Guru Guru. Electric Cats

Bestimmte Bands erscheinen nie in den Charts und dennoch bilden sie bestimmte Epochen mehr als die viel beachteten. Sie erscheinen wie aus dem Nichts, um mit ihren ersten Signalen zu verstören, sie setzen neue Trends und bleiben ihrer Linie treu. Die Band Guru Guru um den Schweizer Schlagzeuger Mani Neumeier ist ein solcher Fall. Sie wurde 1968 gegründet und verstörte vom ersten Auftritt an das Publikum. Das liegt natürlich an ihrem Repertoire, das von immer neuen, andersartigen, bizarren und frivolen Inspirationen lebt. Mani Neumeier war es, der früh nach Bali reiste, um dort mit Gamelan-Orchestern zu experimentieren. Von dort stammt auch der Name, Guru-Guru ist im Javanischen, das starke Wurzeln im Sanskrit hat, der Plural von Lehrer. Die Band lebt bis heute in Finkenbach im Odenwald und die jährlichen Open-Air-Festivals dort haben wie die Band selbst seit Jahrzehnten Kult-Charakter.
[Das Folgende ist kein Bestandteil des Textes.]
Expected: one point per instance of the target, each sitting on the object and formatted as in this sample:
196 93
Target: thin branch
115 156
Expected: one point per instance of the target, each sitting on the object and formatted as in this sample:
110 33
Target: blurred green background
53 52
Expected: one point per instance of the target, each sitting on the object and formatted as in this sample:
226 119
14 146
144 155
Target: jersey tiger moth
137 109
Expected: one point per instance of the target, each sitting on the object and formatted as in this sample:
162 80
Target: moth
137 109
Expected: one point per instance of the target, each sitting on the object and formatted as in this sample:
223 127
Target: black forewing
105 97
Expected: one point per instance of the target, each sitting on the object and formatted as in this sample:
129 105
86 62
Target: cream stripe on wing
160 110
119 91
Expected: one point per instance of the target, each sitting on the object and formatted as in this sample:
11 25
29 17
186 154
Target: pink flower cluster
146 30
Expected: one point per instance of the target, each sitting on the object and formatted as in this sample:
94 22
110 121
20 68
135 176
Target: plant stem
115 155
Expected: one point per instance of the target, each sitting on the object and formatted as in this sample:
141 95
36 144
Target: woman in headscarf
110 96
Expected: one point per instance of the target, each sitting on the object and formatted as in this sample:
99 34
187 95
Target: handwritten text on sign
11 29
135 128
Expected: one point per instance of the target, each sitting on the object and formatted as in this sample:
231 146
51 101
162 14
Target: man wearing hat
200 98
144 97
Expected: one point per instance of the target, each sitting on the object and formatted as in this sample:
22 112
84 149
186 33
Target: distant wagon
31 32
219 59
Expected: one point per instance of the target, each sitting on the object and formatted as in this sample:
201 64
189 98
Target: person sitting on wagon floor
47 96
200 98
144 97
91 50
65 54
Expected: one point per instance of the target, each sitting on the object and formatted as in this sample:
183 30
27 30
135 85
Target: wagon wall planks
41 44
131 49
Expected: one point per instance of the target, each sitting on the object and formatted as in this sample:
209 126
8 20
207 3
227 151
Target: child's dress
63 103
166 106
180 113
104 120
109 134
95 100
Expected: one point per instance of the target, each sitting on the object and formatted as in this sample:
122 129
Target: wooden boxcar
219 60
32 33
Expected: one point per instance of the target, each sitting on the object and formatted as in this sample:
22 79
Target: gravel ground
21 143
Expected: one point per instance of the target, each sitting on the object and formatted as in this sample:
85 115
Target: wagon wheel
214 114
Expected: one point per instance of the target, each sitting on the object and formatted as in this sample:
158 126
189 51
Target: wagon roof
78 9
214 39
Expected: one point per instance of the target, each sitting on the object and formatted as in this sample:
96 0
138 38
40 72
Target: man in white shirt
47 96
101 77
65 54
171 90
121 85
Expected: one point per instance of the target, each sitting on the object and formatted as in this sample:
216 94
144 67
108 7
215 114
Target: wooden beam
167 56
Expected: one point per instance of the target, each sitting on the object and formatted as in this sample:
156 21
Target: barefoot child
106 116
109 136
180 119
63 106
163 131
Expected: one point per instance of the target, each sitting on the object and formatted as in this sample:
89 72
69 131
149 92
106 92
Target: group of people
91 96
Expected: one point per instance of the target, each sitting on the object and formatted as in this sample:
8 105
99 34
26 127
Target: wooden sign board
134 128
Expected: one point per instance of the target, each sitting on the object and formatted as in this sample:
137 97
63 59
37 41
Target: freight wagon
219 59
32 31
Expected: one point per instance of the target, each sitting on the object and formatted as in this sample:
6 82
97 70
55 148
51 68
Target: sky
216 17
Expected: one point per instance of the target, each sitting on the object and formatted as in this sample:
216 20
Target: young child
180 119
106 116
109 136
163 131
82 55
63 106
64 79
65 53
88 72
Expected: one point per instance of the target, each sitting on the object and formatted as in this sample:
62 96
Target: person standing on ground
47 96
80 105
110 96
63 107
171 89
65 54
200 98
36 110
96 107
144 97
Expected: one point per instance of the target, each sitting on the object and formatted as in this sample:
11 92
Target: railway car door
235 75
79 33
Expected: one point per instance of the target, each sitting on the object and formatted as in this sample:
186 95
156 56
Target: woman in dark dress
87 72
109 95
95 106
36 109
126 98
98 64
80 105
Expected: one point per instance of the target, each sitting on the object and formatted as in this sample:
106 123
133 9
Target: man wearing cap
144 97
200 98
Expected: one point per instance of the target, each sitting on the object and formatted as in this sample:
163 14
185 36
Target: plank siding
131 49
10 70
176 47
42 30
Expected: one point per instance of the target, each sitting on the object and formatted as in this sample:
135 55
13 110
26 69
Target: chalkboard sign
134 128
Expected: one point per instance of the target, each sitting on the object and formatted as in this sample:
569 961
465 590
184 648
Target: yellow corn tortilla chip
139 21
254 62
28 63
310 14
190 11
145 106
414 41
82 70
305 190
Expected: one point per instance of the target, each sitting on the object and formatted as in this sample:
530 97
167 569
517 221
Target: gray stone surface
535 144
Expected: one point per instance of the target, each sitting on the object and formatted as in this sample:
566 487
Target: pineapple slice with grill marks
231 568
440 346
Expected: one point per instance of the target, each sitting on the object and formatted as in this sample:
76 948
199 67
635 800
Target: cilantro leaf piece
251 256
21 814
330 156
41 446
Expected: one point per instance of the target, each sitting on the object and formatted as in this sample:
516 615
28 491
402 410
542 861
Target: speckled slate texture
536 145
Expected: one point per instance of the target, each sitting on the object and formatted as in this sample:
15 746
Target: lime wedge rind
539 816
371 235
Heute, nach 45 Jahren Bandexistenz, erscheint das insgesamt 30. Album mit dem Titel Electric Cats. Damit hat die Band, durch die unzählige verwegene wie exzentrische Mitglieder wie durch einen Durchlauferhitzer gegangen sind, ein Fazit gezogen, das der alten Linie treu bleibt: Experimentell und gegen den Mainstream, musikalisch exzellent, rockig, psychedelisch und immer auf dem Korridor zur Weltmusik. Dafür sorgen neben Mani Neumeier wieder einmal Roland Schaefer, der seine eigenen Akzente mit dem indischen Blasinstrument, dem Nadaswaram setzt, Hans Reffert, der Lucifer an der Gitarre, der immer wieder bizarre Schleifen durch den Electric Blues zieht, die Gäste Ax Genrich und Helmut Hattler sowie Peter Kühnstedt, der den Bass aus dem Industriezeitalter gerettet hat.

Die einzelnen Stücke sind eine Referenz an den eigenen musikalischen Reichtum. Return Of The Platypus ist eine Kurzrevue über die eigene Entwicklung des originär in der Geschichte der Band verhafteten Rock, der Titelsong, Electric Cats, verzaubert durch seine psychedelischen Eskapaden und verrät etwas über das mentale Konzept von Guru Guru, Rock `N`Roll Machine knallt auf die wurmstichigen Ohren eines jeden Altrockers, Sweet Orbit erinnert an die bewusstseinsverändernden Experimente, Afghani weist auf die Affinität zu asiatischen Erzählweisen hin, A Trip To Gurustan transportiert Jazzelemente in die narrativen Muster von Nomaden, Drumoroto2 zeigt, wie der in Japan mit soviel Respekt verehrte King Of Drums, Mani Neumeier, entlang der Hendrix-Riffs Hans Refferts trotz der überschrittenen 70 mühelos wandern kann, African Beauty vermittelt den unbekümmerten Groove aus der Wiege des Blues, Psylo wirkt wie eine böse Erinnerung an die Magic Mushrooms aus dem Odenwald und Little Figatree, der letzte Song, schafft einen Zugang zu der großartigen Infantilität dieser Musiker, ohne die nie etwas wirklich Neues entstehen könnte, und natürlich souffliert diese Botschaft das Nadaswaram.

Guru Guru haben mit ihrem 30. Album unter Beweis gestellt, dass sie nach wie vor einen Weg gehen, der sich um keine Trends schert. Da werden Traditionen dazu benutzt, um sie einmal anders zu denken und auszuprobieren, wohin das alles führen kann, wenn die Weisen nicht festgeschrieben sind. Das ist vielleicht mutiger denn je, denn als die Band 1968 entstand, wartete die ganze Welt auf kulturelle Veränderungen und arrangierte sich mit den Schocks, die das Neue verursachte. Heute ist das Neue wie der Schock verpönt, für Guru Guru ist beides nach wie vor nichts als ein notwendiger Auftakt.